Research

My main professional goal is to contribute to research aimed at mastering mathematics with AI systems. I am particularly enthusiastic about using AI systems for formal mathematics, for reasons explained below. My research revolves around three exciting and interconnected areas: language modelling, tree search algorithms and reinforcement learning.

Language modelling

I am very interested in language modelling for formal mathematics, as it elegantly combines the creative and generalisation capabilities of language models with the automated rigorous verification offered by proof assistants.

During my internship at OpenAI with Stanislas Polu, I explored the potential of GPT-3.5 to solve, generate, and auto-formalise mathematical problems using the Lean proof assistant. At EleutherAI, I collaborated on replicating Google’s Minerva project by building OpenWebMath, an open-source mathematical dataset, and Llemma, a series of powerful open-source language models trained on OpenWebMath, arXiv, and code. These models successfully surpassed Minerva’s performance on an equi-parameter basis, while covering a wider distribution of tasks, including tool use and formal mathematics. Currently, at the University of Cambridge and Numina, I apply language models to automate conjecturing and advance theorem proving capabilities.

Tree search algorithms

Inspired by AlphaGo’s success in the game of Go, I am very motivated by the idea of adapting tree search algorithms to theorem proving. Theorem proving can be seen as a single-player game with rare winning states, where the objective is to find any solution at all. This specific setting requires a different approach to tree search, and encourages us to adapt tree search algorithms for the special requirements of theorem proving.

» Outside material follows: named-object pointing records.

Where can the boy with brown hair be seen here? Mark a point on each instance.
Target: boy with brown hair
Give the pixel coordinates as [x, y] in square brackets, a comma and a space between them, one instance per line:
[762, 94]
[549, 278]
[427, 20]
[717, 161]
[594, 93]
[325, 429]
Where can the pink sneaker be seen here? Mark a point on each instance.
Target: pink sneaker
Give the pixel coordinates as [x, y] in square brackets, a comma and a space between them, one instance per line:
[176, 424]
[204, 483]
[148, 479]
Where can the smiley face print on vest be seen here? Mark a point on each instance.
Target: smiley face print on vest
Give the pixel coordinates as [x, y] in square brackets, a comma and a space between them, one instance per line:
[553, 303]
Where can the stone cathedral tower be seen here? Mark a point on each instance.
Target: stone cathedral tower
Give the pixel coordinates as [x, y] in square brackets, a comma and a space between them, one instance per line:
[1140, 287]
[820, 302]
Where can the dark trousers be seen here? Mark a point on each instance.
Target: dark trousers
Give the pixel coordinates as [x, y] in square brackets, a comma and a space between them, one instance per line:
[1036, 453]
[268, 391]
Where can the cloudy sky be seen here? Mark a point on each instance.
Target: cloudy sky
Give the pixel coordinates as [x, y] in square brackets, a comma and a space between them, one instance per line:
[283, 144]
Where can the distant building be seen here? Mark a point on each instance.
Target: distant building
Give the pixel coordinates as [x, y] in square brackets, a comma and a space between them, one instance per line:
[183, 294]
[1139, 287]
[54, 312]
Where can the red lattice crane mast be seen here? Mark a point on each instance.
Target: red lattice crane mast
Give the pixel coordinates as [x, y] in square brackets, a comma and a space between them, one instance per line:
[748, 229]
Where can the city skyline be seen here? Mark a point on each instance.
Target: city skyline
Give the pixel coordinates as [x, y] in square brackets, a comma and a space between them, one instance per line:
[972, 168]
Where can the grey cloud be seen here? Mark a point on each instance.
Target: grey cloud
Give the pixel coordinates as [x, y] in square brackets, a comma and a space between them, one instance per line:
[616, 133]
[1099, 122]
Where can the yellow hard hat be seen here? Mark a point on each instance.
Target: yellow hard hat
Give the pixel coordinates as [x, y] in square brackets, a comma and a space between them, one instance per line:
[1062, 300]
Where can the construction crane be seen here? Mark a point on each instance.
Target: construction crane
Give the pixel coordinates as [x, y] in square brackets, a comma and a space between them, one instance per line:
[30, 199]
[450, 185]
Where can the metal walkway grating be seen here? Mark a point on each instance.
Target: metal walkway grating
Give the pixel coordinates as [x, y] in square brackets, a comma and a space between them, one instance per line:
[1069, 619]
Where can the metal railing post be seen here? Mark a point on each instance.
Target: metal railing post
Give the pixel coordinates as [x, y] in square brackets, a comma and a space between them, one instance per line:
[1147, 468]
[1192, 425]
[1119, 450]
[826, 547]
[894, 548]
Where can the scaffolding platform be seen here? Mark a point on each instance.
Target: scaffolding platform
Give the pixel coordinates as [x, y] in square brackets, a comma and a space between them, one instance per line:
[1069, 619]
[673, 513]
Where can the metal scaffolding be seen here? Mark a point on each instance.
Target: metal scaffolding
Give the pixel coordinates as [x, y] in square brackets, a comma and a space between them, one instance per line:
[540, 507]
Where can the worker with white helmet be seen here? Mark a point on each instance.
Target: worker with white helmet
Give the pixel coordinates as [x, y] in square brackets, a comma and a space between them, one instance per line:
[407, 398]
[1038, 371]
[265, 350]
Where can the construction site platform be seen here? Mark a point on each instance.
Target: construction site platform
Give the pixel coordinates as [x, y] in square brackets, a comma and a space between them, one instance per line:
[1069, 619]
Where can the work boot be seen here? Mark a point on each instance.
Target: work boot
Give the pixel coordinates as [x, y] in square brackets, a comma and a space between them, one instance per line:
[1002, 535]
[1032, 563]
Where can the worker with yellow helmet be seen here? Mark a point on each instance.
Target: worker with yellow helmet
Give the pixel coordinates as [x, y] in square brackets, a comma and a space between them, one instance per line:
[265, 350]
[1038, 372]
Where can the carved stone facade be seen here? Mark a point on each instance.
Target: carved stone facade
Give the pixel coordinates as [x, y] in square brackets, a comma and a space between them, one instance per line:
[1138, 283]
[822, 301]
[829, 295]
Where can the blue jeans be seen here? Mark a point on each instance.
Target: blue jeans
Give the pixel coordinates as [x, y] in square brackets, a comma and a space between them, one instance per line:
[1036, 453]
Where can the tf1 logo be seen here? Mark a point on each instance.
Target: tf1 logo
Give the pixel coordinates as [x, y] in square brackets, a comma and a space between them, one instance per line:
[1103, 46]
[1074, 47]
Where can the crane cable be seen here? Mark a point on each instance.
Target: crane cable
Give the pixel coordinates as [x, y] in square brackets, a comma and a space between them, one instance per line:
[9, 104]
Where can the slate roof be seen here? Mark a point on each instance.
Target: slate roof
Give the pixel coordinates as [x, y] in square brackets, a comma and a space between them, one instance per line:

During my internship at the University of Cambridge, I studied Monte Carlo tree search for theorem proving with the Isabelle proof assistant. At Numina, I explore various tree search algorithms, including MCTS and BFS, conducting large-scale experiments to push this approach further.

Reinforcement learning

I see tremendous promise in reinforcement learning as applied to mathematics. Proof assistants provide a perfect environment for mathematics, providing immediate feedback and clear rewards, making them ideal platforms for applying RL algorithms such as Expert iteration and GRPO. The great success of reinforcement learning in games like Go deeply motivates me to translate these achievements into mathematics.

At OpenAI, we used Expert iteration with synthetic data to tackle increasingly complex problems. Now, in my PhD research at the University of Cambridge, I apply reinforcement learning for iterative refinement in conjecturing and theorem proving.